Does a finite sum of distinct prime reciprocals always give an irreducible fraction?
For distinct primes $p_1,\dots,p_n$ the fraction $S=\frac{1}{p_1}+\cdots+\frac{1}{p_n}$ is always irreducible. For if it were reducible, some $p_i$ would "cancel", without loss of generality $p_1$. So we could express $S$ as $\frac{A}{p_2p_3\cdots p_n}$.
Multiply both sides of the equation $$\frac{1}{p_1}+\frac{1}{p_2}+\cdots+\frac{1}{p_n}=\frac{A}{p_2p_3\cdots p_n}$$ by $p_2p_3\cdots p_n$. On the right-hand side we obtain an integer.
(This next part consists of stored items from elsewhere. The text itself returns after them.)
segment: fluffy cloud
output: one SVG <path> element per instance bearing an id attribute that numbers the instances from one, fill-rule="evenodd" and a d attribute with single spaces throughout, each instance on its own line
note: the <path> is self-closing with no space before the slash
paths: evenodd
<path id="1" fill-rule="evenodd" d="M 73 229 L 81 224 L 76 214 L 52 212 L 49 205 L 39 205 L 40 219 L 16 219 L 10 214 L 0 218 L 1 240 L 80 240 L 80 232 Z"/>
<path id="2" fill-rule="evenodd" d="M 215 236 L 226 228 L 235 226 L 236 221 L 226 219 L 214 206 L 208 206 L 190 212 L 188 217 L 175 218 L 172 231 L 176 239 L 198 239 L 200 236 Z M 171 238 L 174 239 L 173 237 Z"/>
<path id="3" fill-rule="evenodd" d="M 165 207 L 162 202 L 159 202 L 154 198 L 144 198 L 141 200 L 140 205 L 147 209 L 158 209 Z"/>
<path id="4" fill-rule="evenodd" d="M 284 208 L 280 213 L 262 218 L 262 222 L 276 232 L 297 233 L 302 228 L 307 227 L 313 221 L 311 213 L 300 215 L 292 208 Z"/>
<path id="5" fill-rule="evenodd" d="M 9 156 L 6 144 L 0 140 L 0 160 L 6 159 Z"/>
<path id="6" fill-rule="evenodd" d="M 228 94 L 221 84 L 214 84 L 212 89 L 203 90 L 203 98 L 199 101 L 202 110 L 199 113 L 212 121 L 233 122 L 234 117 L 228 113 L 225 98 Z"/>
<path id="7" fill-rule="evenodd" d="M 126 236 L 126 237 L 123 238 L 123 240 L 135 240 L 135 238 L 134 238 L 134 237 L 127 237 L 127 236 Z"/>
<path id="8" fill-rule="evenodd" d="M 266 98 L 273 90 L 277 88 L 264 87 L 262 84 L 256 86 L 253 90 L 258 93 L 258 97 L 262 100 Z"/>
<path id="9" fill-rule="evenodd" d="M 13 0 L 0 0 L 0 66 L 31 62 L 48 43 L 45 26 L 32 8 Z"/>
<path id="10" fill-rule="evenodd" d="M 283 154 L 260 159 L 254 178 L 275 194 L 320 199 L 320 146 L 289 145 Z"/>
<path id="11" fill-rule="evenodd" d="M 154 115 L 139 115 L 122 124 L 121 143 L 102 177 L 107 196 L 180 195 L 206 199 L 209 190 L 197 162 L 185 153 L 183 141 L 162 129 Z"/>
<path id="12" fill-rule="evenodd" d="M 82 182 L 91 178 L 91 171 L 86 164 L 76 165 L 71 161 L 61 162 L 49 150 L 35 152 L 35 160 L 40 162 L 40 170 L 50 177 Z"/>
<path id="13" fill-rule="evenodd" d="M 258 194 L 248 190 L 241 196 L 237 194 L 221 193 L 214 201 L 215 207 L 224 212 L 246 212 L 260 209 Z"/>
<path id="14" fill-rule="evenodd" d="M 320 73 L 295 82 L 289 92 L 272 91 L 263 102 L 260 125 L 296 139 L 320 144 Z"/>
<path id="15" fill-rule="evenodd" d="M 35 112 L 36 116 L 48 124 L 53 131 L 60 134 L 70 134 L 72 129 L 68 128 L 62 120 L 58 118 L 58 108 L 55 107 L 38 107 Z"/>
On the left-hand side we do not.
As you've shown, this comes down to the question of whether $$P=\sum_{k=1}^n p_1p_2\ldots\hat p_k\ldots p_n$$ and $p_1\ldots p_n$ are coprime, where $\hat a$ means that the product excludes $a$.
The only candidates for common prime factors are the $p_i$. But
$$S\equiv p_1p_2\ldots\hat p_i\ldots p_n\pmod {p_i}$$which is nonzero as the primes are distinct and not equal to $p_i$. Hence $p_i\nmid S$ for each $i$.